Dalla sperimentazione alla trasformazione

Le sperimentazioni condotte dall’Osservatorio mostrano come la collaborazione con la GenAI possa diventare un terreno di innovazione concreta; durante l’edizione 2025, i partner dell’Osservatorio hanno partecipato a tre workshop dedicati alla soluzione di problemi complessi, utilizzando un modello di “Platform Thinking GPT” come supporto metodologico. I risultati indicano che l’efficacia percepita cresce con le iterazioni, soprattutto quando nel team è presente almeno un membro con esperienza diretta nel metodo. La GenAI, in questi contesti, agisce come facilitatore che organizza le informazioni e stimola la generazione di soluzioni condivise.

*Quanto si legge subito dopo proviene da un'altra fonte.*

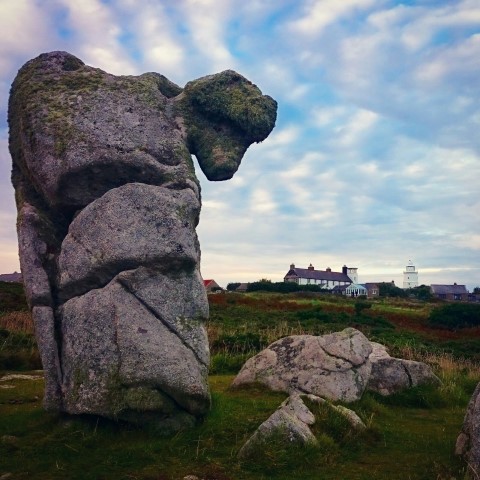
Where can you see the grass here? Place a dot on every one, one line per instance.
(403, 440)
(410, 435)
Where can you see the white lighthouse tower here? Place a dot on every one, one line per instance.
(410, 276)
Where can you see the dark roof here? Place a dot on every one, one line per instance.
(449, 289)
(318, 275)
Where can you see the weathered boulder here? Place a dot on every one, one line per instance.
(390, 375)
(108, 203)
(337, 366)
(334, 366)
(288, 424)
(468, 441)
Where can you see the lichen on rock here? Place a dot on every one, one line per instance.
(108, 202)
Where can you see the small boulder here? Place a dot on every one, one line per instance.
(334, 366)
(390, 375)
(288, 424)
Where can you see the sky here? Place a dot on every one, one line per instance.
(375, 156)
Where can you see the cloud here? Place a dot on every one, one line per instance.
(207, 21)
(95, 32)
(26, 30)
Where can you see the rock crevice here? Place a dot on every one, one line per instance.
(108, 203)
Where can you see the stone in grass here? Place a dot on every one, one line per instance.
(108, 202)
(390, 375)
(468, 442)
(288, 425)
(354, 420)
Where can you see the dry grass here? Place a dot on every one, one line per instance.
(17, 322)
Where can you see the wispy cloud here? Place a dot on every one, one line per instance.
(376, 153)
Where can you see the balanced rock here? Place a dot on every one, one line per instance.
(108, 203)
(468, 442)
(339, 367)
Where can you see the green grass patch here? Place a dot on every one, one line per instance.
(403, 440)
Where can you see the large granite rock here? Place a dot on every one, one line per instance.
(108, 202)
(339, 367)
(333, 366)
(390, 375)
(468, 442)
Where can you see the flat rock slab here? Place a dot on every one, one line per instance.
(339, 367)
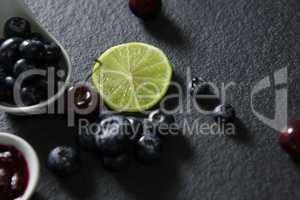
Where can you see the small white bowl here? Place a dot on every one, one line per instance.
(17, 8)
(30, 157)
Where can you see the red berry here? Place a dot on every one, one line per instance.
(145, 8)
(289, 139)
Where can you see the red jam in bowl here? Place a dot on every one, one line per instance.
(14, 173)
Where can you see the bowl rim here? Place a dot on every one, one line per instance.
(26, 149)
(51, 100)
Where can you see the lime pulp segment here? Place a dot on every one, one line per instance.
(132, 77)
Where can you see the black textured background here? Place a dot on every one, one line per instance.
(222, 41)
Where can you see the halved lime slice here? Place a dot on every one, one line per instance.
(132, 77)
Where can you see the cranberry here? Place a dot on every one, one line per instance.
(145, 8)
(289, 139)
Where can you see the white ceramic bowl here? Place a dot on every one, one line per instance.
(31, 158)
(17, 8)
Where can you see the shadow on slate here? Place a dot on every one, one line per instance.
(45, 132)
(159, 181)
(163, 29)
(37, 196)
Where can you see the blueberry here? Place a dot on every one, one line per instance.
(200, 87)
(17, 27)
(9, 52)
(162, 124)
(36, 36)
(9, 82)
(85, 100)
(145, 8)
(113, 139)
(135, 128)
(53, 52)
(1, 41)
(30, 96)
(148, 148)
(3, 74)
(63, 160)
(21, 66)
(32, 50)
(116, 163)
(87, 138)
(224, 113)
(157, 116)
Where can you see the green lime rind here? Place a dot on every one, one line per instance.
(132, 77)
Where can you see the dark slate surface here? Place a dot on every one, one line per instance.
(221, 40)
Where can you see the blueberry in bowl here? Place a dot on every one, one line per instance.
(34, 68)
(63, 160)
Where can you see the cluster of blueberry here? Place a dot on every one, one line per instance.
(20, 51)
(116, 139)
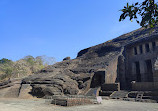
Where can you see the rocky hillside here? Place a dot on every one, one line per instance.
(74, 76)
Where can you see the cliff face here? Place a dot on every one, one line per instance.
(75, 76)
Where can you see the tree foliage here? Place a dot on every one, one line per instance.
(146, 10)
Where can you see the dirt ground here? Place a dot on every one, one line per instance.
(107, 105)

L’approccio si colloca in un percorso di ricerca più ampio, riassunto nel volume The Digital Phoenix Effect di Daniel Trabucchi e Tommaso Buganza, che spiega come le imprese consolidate possano reinventarsi adottando i principi delle piattaforme digitali. L’obiettivo non è automatizzare, ma potenziare, rendendo la conoscenza aziendale più accessibile, attraverso l’integrazione della creatività collettiva e trasformando la GenAI in un’infrastruttura di collaborazione. La stessa logica che guida molte esperienze di open innovation, dove la capacità di condividere diventa un vantaggio competitivo.

In prospettiva, il Platform Thinking apre la strada a organizzazioni più porose, capaci di far circolare competenze e informazioni senza rigidità gerarchiche. La GenAI non sostituisce i processi decisionali, ma li rende più dinamici, favorendo la sperimentazione continua e la valorizzazione della conoscenza diffusa.